II. The improvement to be made of the subject.—1. Should lead to self-examination. 2. Shows the loss and danger of persons so characterised. 3. Should lead to repentance and faith. 4. While exercising a godly jealousy over others, let Christians watch with greater jealousy over themselves.—Helps.
MAIN HOMILETICS OF THE PARAGRAPH.—Verses 21–31.
The History of Hagar and Sarah allegorical of the Law and the Gospel.

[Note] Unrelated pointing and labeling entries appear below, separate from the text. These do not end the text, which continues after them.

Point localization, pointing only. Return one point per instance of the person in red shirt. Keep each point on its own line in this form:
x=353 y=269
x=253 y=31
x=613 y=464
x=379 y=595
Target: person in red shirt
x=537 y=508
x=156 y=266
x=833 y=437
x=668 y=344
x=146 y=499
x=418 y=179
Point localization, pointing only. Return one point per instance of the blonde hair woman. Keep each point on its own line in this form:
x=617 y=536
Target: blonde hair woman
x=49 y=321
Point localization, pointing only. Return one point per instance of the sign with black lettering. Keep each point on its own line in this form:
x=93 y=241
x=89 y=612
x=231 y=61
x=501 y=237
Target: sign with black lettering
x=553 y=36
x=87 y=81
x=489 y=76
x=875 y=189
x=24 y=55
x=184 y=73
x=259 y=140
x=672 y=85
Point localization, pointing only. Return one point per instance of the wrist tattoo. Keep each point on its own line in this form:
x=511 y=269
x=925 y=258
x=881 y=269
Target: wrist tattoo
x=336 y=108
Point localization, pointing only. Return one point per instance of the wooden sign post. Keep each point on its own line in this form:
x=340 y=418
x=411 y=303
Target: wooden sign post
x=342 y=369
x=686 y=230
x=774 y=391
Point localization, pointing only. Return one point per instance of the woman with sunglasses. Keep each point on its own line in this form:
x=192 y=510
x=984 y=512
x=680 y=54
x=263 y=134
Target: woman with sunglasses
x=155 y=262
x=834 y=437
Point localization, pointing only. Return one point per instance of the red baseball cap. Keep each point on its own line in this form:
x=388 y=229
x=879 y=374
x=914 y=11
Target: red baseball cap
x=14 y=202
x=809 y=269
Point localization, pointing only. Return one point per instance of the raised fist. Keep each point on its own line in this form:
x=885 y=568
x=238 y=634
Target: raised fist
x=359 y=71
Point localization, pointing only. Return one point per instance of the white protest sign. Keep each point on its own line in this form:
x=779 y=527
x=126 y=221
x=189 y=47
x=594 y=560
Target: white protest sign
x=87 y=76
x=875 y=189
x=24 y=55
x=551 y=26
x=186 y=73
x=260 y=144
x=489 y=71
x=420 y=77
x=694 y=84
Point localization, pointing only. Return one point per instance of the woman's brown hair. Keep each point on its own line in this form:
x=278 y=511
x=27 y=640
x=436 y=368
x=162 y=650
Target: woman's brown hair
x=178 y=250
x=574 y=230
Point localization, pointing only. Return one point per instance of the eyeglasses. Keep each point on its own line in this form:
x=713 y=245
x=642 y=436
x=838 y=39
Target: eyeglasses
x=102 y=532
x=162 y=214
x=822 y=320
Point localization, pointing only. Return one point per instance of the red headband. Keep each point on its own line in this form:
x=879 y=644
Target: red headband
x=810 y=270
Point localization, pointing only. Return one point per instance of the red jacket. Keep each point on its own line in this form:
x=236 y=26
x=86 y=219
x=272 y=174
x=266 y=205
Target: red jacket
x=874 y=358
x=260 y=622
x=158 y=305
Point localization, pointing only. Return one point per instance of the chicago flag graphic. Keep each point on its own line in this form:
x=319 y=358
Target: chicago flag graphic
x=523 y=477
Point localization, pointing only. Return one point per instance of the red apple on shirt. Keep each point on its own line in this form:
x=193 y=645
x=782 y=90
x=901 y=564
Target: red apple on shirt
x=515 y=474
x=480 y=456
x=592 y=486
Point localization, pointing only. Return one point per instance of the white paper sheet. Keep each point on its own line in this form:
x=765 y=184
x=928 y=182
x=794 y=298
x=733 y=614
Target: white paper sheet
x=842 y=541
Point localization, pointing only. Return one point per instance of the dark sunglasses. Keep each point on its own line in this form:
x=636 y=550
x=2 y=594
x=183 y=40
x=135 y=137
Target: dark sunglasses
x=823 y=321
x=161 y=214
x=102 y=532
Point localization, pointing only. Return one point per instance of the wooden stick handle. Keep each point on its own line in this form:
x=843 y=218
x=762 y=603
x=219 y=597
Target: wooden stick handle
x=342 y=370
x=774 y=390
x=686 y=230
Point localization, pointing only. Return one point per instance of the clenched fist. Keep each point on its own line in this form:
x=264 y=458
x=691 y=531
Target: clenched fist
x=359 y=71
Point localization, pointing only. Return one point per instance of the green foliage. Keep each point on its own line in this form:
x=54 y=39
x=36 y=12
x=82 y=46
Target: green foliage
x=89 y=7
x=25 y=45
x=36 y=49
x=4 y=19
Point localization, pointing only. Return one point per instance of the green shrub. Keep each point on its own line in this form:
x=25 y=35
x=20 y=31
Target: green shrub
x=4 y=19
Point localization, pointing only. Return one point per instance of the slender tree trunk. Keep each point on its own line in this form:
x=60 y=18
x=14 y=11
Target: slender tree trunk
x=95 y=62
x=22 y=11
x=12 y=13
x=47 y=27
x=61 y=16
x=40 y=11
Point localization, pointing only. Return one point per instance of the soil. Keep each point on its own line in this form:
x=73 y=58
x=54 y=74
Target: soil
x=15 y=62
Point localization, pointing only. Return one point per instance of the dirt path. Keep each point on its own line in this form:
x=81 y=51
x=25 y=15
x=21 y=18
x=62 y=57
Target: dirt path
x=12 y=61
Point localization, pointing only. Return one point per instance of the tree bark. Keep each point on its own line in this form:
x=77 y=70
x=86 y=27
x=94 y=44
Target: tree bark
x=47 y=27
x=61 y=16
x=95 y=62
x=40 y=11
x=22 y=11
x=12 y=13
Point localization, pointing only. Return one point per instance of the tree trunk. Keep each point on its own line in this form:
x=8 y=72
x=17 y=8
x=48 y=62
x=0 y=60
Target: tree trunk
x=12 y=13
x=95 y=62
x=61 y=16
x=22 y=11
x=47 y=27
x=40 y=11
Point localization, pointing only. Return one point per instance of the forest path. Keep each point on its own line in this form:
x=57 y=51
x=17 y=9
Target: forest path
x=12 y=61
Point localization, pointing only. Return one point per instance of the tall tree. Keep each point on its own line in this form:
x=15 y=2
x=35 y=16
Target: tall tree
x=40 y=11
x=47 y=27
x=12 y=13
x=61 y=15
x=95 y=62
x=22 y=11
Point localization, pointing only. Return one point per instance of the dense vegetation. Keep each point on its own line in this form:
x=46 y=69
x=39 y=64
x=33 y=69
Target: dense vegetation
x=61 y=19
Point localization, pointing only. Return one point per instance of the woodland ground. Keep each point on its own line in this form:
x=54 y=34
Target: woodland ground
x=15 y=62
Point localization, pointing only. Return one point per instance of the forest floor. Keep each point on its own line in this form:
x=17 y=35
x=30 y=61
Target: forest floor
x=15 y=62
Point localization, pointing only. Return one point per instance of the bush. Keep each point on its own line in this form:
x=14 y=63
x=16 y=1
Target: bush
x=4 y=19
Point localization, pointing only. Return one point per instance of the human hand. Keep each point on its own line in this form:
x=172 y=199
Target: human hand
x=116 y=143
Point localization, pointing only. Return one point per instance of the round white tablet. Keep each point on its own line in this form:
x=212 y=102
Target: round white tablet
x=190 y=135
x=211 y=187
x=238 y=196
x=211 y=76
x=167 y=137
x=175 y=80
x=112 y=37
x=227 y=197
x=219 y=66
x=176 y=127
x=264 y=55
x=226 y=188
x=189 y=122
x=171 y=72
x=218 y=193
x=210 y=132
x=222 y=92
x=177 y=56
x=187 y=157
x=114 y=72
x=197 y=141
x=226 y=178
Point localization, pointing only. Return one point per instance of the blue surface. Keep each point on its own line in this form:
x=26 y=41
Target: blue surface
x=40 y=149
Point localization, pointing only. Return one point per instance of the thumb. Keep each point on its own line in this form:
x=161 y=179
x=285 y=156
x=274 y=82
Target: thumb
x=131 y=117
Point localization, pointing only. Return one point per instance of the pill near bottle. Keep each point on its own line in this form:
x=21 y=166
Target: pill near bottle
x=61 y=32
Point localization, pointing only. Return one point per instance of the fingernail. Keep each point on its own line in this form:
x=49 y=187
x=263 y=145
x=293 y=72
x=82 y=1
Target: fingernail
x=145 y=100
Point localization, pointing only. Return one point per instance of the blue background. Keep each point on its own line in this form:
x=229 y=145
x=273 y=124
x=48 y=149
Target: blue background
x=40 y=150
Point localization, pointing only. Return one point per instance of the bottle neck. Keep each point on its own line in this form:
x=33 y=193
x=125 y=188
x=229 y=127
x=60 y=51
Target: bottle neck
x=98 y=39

I. The two women represented two different covenants.—1. Hagar represented Sinai, typical of the law with its slavish exactions and terrible threatenings (vers. 22, 25). Sinai spoke of bondage and terror. It was a true symbol of the working of the law of Moses, exhibited in the present condition of Judaism. And round the base of Sinai Hagar’s wild sons had found their dwelling. Jerusalem was no longer the mother of freemen. Her sons chafed under the Roman yoke. They were loaded with self-inflicted burdens. The spirit of the nation was that of rebellious, discontented slaves. They were Ishmaelite sons of Abraham, with none of the nobleness, the reverence, the calm and elevated faith of their father. In the Judaism of the apostle’s day the Sinaitic dispensation, uncontrolled by the higher patriarchal and prophetic faith, had worked out its natural result. It gendered to bondage. A system of repression and routine, it had produced men punctual in tithes of mint and anise, but without justice, mercy, or faith; vaunting their liberty while they were servants of corruption. The Pharisee was the typical product of law apart from grace. Under the garb of a freeman he carried the soul of a slave.
2. Sarah represented Jerusalem, typical of the Gospel with its higher freedom and larger spiritual fruitfulness (vers. 26–28).—Paul has escaped from the prison of legalism, from the confines of Sinai; he has left behind the perishing earthly Jerusalem, and with it the bitterness and gloom of his Pharisaic days. He is a citizen of the heavenly Zion, breathing the air of a Divine freedom. The yoke is broken from the neck of the Church of God; the desolation is gone from her heart. Robbed of all outward means, mocked and thrust out as she is by Israel after the flesh, her rejection is a release, an emancipation. Conscious of the spirit of sonship and freedom, looking out on the boundless conquests lying before her in the Gentile world, the Church of the new covenant glories in her tribulations. In Paul is fulfilled the joy of prophet and psalmist, who sang in former days of gloom concerning Israel’s enlargement and world-wide victories (Findlay).
II. The antagonism of their descendants represented the violent and incessant opposition of the law to the Gospel.—“As he that was born after the flesh persecuted him that was born after the Spirit, even so it is now. . . . Cast out the bondwoman and her son” (vers. 29, 30). Sooner or later the slave-boy was bound to go. He has no proper birthright, no permanent footing in the house. One day he exceeds his licence, he makes himself intolerable; he must be gone. The Israelitish people showed more than Ishmael’s jealousy toward the infant Church of the Spirit. No weapon of violence or calumny was too base to be used against it. Year by year they became more hardened against spiritual truth, more malignant towards Christianity, and more furious and fanatical in their hatred towards their civil rulers. Ishmael was in the way of Isaac’s safety and prosperity (Ibid.).
III. The Gospel bestows a richer inheritance than the law.—“The son of the bondwoman shall not be heir with the son of the freewoman. . . . We are children of the free” (vers. 30, 31). The two systems were irreconcilable. The law and the Gospel cannot coexist and inherit together; the law must disappear before the Gospel. The higher absorbs the lower. The Church of the future, the spiritual seed of Abraham gathered out of all nations, has no part in legalism. It embraces blessings of which Mosaism had no conception—“an inheritance incorruptible, and undefiled, and that fadeth not away” (1 Pet. i. 4).